Вполне оценив великодушие миссис Тиндейл, Эммелайн тем не менее замешкалась: она никогда не знала, как отвечать на подобные выражения сочувствия.
- Вы ошибаетесь! - горячо возразила она. - Мы перед мамочкой в неоплатном долгу. Она никогда не жалуется и таким образом делает наш жалкий ропот совершенно бессмысленным. Поэтому приберегите свое сочувствие непосредственно для нее. Она будет очень рада обществу одной из своих подруг. А теперь позвольте мне проводить вас в вашу комнату, вы ведь наверняка устали после переезда через Сторожевые Ворота.
Улыбка вновь расцвела на лице миссис Тиндейл, и она увлеченно пустилась в душераздирающее описание крутого подъема к перевалу, подробно перечисляя различные моменты опасного путешествия, когда ей казалось, что ее сердце вот-вот разорвется, но, к счастью, она вспомнила о нюхательных солях.
- После этого спуск в долину показался мне почти развлечением. О, какое удивительное украшение! - воскликнула почтенная матрона, заметив широкий, сшитый из лоскутков гобелен, висевший на площадке второго этажа. - Совершенно необычное, - добавила она, остановившись, чтобы получше рассмотреть его. - Но что это?
Эммелайн взглянула на настенное покрывало, и на нее нахлынули воспоминания, одновременно и радостные, и грустные. Каждый из стежков, соединявших отдельные квадратики ткани, напоминал о нескончаемых часах работы, проведенных за дружеской беседой. Покрывало было сшито руками юных леди, приглашенных на турнир в прошлом году. Пока молодые господа готовились к состязаниям по стрельбе из лука и скачкам с препятствиями, их прекрасные дамы собирались в кружок и усердно работали иглой, воздавая дань подвигам своих кавалеров. В прежние времена женщины месяцами и годами плели ковры необъятных размеров, чтобы запечатлеть героические завоевания великих и благородных рыцарей. В Фэйрфеллз ткацкие станки были заменены пяльцами и большими льняными салфетками, на которых юные леди, каждая по своему выбору, прилежно вышивали рисунок, изображавший какой-либо из эпизодов турнирных испытаний. Все это Эммелайн объяснила миссис Тиндейл, и та, конечно, сопроводила ее рассказ множеством восклицаний, выражая восторг по поводу столь оригинального замысла.

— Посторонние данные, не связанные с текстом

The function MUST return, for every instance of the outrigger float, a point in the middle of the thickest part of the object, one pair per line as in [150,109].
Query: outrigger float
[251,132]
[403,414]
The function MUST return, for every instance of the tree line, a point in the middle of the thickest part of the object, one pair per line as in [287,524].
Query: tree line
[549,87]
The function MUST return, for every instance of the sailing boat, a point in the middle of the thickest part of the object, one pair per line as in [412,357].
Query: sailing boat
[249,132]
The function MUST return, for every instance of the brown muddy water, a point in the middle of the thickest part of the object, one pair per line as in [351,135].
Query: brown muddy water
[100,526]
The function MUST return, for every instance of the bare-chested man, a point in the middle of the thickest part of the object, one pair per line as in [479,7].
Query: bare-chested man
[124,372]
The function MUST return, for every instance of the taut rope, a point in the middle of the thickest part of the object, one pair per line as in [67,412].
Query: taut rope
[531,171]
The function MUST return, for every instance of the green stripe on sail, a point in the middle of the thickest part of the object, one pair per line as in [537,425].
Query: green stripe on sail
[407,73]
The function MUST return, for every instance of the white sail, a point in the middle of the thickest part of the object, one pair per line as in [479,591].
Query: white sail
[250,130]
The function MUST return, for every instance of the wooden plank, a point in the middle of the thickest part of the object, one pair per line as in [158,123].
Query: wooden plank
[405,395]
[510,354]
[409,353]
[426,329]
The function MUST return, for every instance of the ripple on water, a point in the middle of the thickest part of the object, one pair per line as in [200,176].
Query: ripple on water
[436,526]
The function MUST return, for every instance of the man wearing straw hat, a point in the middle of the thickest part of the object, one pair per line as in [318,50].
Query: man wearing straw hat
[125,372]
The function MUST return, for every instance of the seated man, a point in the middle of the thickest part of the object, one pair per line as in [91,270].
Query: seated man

- А это что? - спросила она, указывая на две короны и вышитые под ними имена на центральном квадрате гобелена.
На этот вопрос ответила Грэйс. Она тоже с большим интересом разглядывала именно эту часть покрывала.
- Полагаю, это имена Рыцаря-Победителя и Королевы Турнира.
Миссис Тиндейл бросила на нее заговорщический взгляд, и Грэйс, вспыхнув до корней волос, торопливо отвернулась к противоположной стене, словно ее внезапно заинтересовали висевшие на ней портреты.
Приблизив лицо к уху Эммелайн и кивнув на две короны, миссис Тиндейл негромко заметила:
- Знаете, и десяти месяцев не прошло после вашего прекрасного турнира, как она принесла близнецов своему Рыцарю! Молю Бога, чтобы на будущий год вы нашли мужа и для Джейн!